Are top-of-the-key 2s more efficient than standard mid-range jumpers? If so, why?

So, Michigan has insanely good shot selection. The most obvious source of this is the 3-and-rim strategy that Michigan is good at running.

But I notice that good Michigan shooters have, from the Beilein days of Stauskas and Walton to the Howard team with guys like Livers, been willing to rise up off of a pick and take longer 2-point jump shots just underneath the top of the key. That is the definition of a long midrange jumper… but good Michigan shooters have taken them for years. There were a couple more against Wisconsin, as shown here:

Now, it’s good shooters that are generally taking them off of ballscreen action. So is there a general principle here that makes those better shots? Is it that a quality jump-shooter can make an open mid-range shot a quality shot, and that’s a good way to get them? is the positioning of the backboard important, increasing the possibility of a bounce-out that could result in an OREB?

I’d love to hear takes from people who have looked at this closer than I have.

Wisconsin’s defense is designed to funnel people into those shots. I don’t think there’s any notable percentage difference between baseline jumpers and jumpers from the elbow other than different players usually take them.

Playmakers usually attack in the middle of the floor where you have a lot of options to drive, pass, shoot, etc.
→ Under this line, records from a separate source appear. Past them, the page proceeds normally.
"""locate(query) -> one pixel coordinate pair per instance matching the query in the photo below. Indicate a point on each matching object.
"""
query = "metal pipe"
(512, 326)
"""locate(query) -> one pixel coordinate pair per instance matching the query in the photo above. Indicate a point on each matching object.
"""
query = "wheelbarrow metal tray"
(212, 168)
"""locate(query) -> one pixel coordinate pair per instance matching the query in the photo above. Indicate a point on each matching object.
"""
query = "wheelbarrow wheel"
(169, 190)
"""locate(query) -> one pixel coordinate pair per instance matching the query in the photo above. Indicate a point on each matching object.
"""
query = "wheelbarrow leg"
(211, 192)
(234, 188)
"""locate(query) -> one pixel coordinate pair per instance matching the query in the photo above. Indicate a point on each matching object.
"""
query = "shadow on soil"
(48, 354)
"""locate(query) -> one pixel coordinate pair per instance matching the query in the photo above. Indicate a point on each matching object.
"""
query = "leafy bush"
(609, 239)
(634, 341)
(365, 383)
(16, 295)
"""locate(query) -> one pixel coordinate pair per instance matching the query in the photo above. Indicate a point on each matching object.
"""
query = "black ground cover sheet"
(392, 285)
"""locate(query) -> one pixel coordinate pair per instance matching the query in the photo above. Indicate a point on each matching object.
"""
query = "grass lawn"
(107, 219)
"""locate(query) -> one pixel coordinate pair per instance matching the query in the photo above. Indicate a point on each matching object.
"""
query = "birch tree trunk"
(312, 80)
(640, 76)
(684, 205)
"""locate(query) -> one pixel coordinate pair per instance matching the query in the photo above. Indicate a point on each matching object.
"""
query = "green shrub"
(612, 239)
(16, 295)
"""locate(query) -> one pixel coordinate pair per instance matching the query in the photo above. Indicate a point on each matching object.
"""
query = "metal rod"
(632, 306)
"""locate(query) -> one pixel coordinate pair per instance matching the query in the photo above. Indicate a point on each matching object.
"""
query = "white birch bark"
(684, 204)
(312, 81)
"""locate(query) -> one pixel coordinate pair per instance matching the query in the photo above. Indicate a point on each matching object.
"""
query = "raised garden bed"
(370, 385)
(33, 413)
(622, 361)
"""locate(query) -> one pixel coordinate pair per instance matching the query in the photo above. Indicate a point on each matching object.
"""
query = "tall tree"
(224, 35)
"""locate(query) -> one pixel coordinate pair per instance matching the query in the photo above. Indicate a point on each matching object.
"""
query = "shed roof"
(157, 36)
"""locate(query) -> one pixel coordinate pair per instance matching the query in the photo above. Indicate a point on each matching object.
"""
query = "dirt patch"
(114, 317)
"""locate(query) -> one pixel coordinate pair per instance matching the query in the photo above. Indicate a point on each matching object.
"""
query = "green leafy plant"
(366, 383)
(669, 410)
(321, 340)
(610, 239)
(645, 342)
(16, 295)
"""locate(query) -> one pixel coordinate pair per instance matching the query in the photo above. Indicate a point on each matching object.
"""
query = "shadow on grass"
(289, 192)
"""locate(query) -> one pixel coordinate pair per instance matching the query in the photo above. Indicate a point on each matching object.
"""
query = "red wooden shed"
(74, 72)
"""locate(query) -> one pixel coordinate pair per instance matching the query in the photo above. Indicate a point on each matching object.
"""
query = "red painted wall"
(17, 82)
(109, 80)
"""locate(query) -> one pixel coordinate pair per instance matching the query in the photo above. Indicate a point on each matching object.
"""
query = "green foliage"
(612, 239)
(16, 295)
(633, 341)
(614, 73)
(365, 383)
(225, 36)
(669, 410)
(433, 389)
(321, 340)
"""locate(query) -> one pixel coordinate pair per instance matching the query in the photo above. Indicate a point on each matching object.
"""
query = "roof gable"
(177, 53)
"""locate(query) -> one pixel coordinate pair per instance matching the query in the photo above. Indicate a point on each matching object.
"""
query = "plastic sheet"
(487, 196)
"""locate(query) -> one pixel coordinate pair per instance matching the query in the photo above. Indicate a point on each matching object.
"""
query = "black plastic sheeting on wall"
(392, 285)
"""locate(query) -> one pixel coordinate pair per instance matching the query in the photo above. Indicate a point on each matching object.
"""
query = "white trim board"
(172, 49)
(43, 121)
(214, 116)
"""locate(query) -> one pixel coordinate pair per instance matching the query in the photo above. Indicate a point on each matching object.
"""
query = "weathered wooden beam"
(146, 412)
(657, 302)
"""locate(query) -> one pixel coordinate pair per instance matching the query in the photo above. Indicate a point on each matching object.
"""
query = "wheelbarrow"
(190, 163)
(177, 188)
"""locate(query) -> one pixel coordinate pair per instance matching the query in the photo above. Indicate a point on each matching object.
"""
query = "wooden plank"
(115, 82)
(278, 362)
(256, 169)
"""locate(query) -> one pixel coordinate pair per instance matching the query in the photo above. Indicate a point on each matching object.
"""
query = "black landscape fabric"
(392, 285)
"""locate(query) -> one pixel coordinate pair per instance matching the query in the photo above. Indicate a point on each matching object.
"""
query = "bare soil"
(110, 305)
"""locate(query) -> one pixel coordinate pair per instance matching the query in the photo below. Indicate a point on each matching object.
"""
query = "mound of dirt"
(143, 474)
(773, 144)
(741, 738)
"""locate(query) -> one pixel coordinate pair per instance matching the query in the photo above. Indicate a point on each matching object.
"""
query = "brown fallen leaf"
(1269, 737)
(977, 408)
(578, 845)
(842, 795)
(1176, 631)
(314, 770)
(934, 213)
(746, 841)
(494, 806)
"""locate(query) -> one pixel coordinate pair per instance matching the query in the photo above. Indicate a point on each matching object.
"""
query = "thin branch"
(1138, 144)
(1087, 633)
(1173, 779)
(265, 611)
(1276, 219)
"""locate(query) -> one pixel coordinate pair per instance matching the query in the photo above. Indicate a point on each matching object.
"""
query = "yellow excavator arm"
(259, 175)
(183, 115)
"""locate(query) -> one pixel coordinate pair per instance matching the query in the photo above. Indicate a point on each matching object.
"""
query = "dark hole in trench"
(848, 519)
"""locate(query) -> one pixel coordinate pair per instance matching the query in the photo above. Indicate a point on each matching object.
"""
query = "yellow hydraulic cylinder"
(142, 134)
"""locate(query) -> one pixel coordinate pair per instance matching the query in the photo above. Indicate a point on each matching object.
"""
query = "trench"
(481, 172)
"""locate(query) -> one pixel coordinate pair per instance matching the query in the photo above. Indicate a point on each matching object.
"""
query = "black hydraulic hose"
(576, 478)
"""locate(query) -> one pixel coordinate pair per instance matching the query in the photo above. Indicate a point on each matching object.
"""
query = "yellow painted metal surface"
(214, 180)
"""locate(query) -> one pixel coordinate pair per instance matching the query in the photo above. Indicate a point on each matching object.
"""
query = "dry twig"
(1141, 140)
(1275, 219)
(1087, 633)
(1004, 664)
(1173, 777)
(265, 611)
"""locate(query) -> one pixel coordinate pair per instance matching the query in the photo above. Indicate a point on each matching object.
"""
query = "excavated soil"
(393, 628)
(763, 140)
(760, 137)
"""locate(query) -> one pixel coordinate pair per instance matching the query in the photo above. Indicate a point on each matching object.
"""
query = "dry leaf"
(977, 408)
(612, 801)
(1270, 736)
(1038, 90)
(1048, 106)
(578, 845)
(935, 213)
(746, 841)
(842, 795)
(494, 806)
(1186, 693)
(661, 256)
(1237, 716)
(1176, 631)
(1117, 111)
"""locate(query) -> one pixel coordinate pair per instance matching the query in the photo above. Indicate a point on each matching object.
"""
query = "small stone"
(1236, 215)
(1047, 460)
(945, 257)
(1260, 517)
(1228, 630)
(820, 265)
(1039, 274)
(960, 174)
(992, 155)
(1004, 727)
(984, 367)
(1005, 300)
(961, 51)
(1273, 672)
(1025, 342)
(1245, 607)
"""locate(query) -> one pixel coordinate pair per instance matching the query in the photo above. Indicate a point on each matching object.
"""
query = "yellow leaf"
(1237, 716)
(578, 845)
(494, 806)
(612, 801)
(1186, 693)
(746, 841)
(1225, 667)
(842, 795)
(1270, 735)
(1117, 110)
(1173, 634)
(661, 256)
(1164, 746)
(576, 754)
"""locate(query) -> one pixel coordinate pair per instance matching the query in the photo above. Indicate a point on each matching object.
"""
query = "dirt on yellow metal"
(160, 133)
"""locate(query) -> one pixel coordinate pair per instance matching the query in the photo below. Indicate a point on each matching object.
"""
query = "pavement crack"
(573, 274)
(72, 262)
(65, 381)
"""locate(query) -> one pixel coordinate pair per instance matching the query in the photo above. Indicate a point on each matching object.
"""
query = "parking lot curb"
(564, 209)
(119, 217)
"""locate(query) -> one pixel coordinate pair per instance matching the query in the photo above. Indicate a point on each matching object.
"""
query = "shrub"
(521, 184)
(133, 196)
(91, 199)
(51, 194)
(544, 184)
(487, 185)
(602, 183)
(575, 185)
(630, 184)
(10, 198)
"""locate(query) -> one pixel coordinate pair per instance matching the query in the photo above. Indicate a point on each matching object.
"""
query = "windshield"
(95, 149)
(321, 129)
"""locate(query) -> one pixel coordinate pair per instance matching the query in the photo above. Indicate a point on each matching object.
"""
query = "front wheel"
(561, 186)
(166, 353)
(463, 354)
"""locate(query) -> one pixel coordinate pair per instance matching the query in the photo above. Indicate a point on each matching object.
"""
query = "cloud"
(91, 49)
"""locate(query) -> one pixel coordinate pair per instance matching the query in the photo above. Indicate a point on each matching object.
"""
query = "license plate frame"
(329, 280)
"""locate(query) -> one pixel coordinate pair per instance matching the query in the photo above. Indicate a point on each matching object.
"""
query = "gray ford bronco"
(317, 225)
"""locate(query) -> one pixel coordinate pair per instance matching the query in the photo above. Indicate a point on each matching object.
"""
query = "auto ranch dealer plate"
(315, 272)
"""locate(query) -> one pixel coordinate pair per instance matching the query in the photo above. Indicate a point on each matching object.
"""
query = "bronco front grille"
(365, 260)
A lot of baseline mid-range jumpers are maybe worse shots because they could have been catch and shoot corner threes.

There’s also an idea that “all mid-range shots is bad” which isn’t really accurate. It very much depends on situation in the shot clock, who is taking the shot, how it is guarded, etc.


To answer your question Stephen, from a player’s perspective shots in the middle are generally easier for shooters. Just helps to have that backdrop with the backboard right there. Especially with pull ups since you have to quickly get your eyes on the rim.

That’s certainly my experience. I assume Dylan or Kirk Goldsberry or anyone else do not have my own personal shot chart on hand, but it’s be blue as can be from corners and baseline, and at the very lest somewhat less blue from the middle and elbows and wing.